Less than 24 hours later under a scorching hot sun that must've made hangovers truly agonizing, they marched onto the rock hard rugby pitch at Suva's Buckhurst Park.
In front of 20,000 cheering Fijians, they played their part in one of the most great forgotten international rugby upsets of all time.
It seems nearly impossible now to imagine a Lions team - who start their latest New Zealand tour against the Provincial Barbarians in Whangarei on Saturday - playing a game in Fiji at the tail end of a Kiwi excursion.
From European clubs' reluctance to have their players away too long or in line for unneeded injuries to a tricky navigation to international rugby politics, there are simply too many barriers in the way now to make it happen.
Back in 2015, Fiji Rugby cheekily attempted to snare a game with the Lions but, unsurprisingly, had their audacious proposal turned down.
"We sent in an email to them and we received a polite response to say, 'no the schedule is too busy," Fijian rugby chief Radrodro Tabualevu told the Daily Mail.

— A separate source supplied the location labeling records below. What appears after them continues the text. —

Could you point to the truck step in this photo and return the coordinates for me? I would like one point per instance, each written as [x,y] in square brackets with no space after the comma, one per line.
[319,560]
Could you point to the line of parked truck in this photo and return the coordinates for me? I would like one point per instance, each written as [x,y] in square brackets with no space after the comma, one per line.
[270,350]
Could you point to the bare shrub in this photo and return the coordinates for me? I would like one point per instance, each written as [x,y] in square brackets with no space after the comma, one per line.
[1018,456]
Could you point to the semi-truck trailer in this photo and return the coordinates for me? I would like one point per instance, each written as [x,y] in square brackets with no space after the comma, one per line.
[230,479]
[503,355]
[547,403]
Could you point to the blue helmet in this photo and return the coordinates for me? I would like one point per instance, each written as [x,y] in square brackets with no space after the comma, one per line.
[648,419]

None of those barriers existed on August 14 1977, when the Lions squad and coaching staff jumped on a plane in Auckland and headed to Suva.It was a star-studded Lions group that had pushed Tane Norton's All Blacks within a point of squaring a four-match test series.

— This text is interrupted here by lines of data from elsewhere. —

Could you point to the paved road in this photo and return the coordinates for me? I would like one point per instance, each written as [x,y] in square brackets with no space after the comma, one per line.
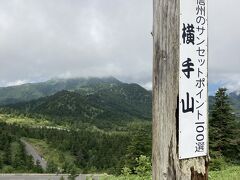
[43,177]
[31,151]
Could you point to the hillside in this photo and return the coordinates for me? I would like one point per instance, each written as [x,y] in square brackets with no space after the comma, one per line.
[31,91]
[103,100]
[234,98]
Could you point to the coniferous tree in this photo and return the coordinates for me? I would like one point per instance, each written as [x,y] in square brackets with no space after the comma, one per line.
[223,129]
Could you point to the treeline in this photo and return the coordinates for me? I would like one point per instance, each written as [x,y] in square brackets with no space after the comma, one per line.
[13,157]
[224,132]
[93,150]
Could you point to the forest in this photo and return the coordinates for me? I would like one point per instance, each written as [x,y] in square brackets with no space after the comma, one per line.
[104,130]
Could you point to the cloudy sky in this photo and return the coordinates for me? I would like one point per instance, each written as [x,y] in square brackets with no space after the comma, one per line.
[44,39]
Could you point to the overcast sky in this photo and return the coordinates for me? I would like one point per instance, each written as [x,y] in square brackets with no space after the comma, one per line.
[44,39]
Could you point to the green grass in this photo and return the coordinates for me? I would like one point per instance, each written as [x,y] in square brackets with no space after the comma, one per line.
[230,173]
[130,177]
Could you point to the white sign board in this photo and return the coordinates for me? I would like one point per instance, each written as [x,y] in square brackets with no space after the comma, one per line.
[193,78]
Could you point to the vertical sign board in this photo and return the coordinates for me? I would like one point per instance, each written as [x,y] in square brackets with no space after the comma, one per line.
[193,74]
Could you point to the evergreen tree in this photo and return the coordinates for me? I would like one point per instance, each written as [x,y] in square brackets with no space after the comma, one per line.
[223,129]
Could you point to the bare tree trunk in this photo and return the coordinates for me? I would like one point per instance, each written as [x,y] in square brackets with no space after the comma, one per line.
[166,164]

Legendary Welsh first-five Phil Bennett led the side, whose back line featured Scottish stars Andy Irvine and Ian McGeechan. McGeechan would later be knight for services to rugby, and coached four future Lions tours. The forward pack sported big English lock Bill Beaumont – the current chair of World Rugby – and legendarily tough Irish prop Willie Duggan.
While the '77 Lions didn't sport the sheer class that the '71 side – the only British and Irish tourists to ever defeat the All Blacks in a test series – possessed, they were a tough notch group who would push New Zealand closer than any other Lions in the next 30 years.

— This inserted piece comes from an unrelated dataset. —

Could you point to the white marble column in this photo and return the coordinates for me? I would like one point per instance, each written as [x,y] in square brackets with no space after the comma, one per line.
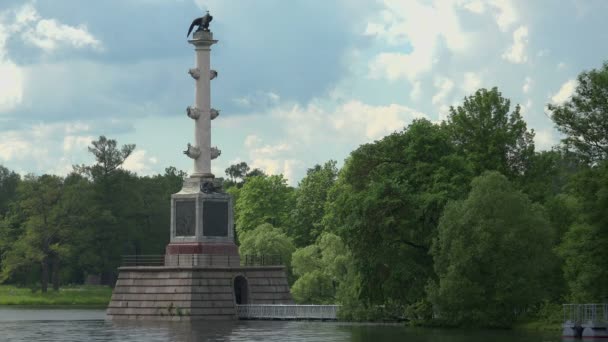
[202,41]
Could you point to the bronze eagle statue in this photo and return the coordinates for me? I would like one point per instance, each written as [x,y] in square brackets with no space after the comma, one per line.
[202,23]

While their Fijian opposition were coming off a disappointing 1976 season, which featured a three test whitewash by Australia, they were generally considered as a handier 15-a-side team than they are today.
In 1970, Fiji defeated the Barbarians 29-9 in Gosford, New South Wales, while the All Blacks needed a last minute try to beat them 14-13 in Suva, in 1974.
The Lions would have known little about their opponents, pre-game, and set out to enjoy Fijian life once they got off the plane from Auckland.
Legendary rugby broadcaster Keith Quinn was the only Kiwi in Fiji for the game, and wrote about the relaxed nature of stopover in his post-tour book 'Lions 77.'
"This is the life,' said [Welsh prop] Charlie Faulkner relaxing beside the hotel pool," Quinn wrote. "The next time the Lions comes Down Under, they should play 26 games in Fiji and one in New Zealand!"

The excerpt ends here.